Di Carlo Lab 2023 Year in Review
Season's Greetings! This year we celebrated our 15th anniversary of the founding of our lab at UCLA. One striking take home was how different our research is compared to 15 years ago. Unlike many labs that continue the detailed study of a specific protein or refinement of an engineering process, becoming the world-experts in the domain, our lab has the tradition of changing research directions every 5 years or so. Bringing a technology to a sufficient level of readiness for it to be commercialized and then starting from scratch with a completely new technology. Our trajectory: Inertial microfluidics, deformability cytometry, mechanomedicine, microparticle gels, lab on a particle, ferrobotics.
Starting from scratch every 5 years doesn't make it easy. Obtaining grant funding to explore a new research direction is so much more challenging than sticking to the same field where your peers already trust your demonstrated competency. But where is the fun in retreading well-worn paths? Breaking new trails is where we grow the most and creativity thrives on scarcity of resources.
SEC-seq with Lab on a Particle Technology. One new trail that has been opening up many more paths on its own is "Lab on a Particle" technology - with 2023 marking some substantial milestones. One example breakthrough for 2023 is Secretion-encoded Single-cell Sequencing (SEC-seq). This technique introduces the ability to link cell secretory function to underlying transcriptomes for thousands of single cells. Secreted proteins, extracellular vesicles, or other biomolecules are critical across almost all body functions - immunity, digestion, wound healing. Our collaborators, Rich James and Rene Cheng used SEC-seq to study how plasma cell secretion of antibodies, such as IgG, were linked to mRNA transcripts, publishing their findings in Nature Communications. They uncovered a number of new paths to explore including new surface marker proteins that defined highly-secreting human plasma cells.

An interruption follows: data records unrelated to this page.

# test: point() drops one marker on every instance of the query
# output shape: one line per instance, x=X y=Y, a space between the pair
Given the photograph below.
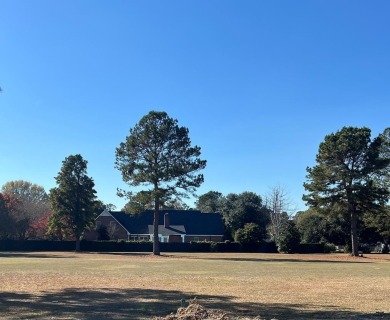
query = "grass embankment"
x=140 y=286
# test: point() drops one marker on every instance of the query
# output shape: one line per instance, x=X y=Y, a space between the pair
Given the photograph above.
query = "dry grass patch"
x=140 y=286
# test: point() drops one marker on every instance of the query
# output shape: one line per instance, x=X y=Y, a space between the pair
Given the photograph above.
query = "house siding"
x=189 y=238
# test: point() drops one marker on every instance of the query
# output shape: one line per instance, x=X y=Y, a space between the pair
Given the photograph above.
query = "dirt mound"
x=195 y=311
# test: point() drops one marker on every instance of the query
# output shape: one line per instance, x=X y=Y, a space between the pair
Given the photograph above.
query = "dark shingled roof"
x=194 y=222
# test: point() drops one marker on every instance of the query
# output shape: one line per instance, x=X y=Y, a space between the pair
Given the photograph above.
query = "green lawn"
x=140 y=286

My student, Shreya Udani , along with Justin Langerman from Kathrin Plath 's lab led another study published in Nature Nanotechnology that used SEC-seq to link the secretion of vascular endothelial growth factor (VEGF) with gene expression for individual cells. Surprisingly, the amount of gene expression for VEGF was not the main correlate with increase secretion. Another surface marker was discovered for the highly secreting cells, opening up new opportunities to enrich these cells with more therapeutic potential. We anticipate this type of tool can help bioengineers modulate cell secretory function directly and uncover the right gene programs to elicit a desired function.
The accessibility of the technology (all using off the shelf approaches and no new instruments) was a key design constraint and should enable more rapid adoption. Along this line Partillion Bioscience launched new products this year to accelerate Antibody Discovery, using nanovials to capture cells and link secreted antibody bound to antigen to gene sequences for those useful antibodies.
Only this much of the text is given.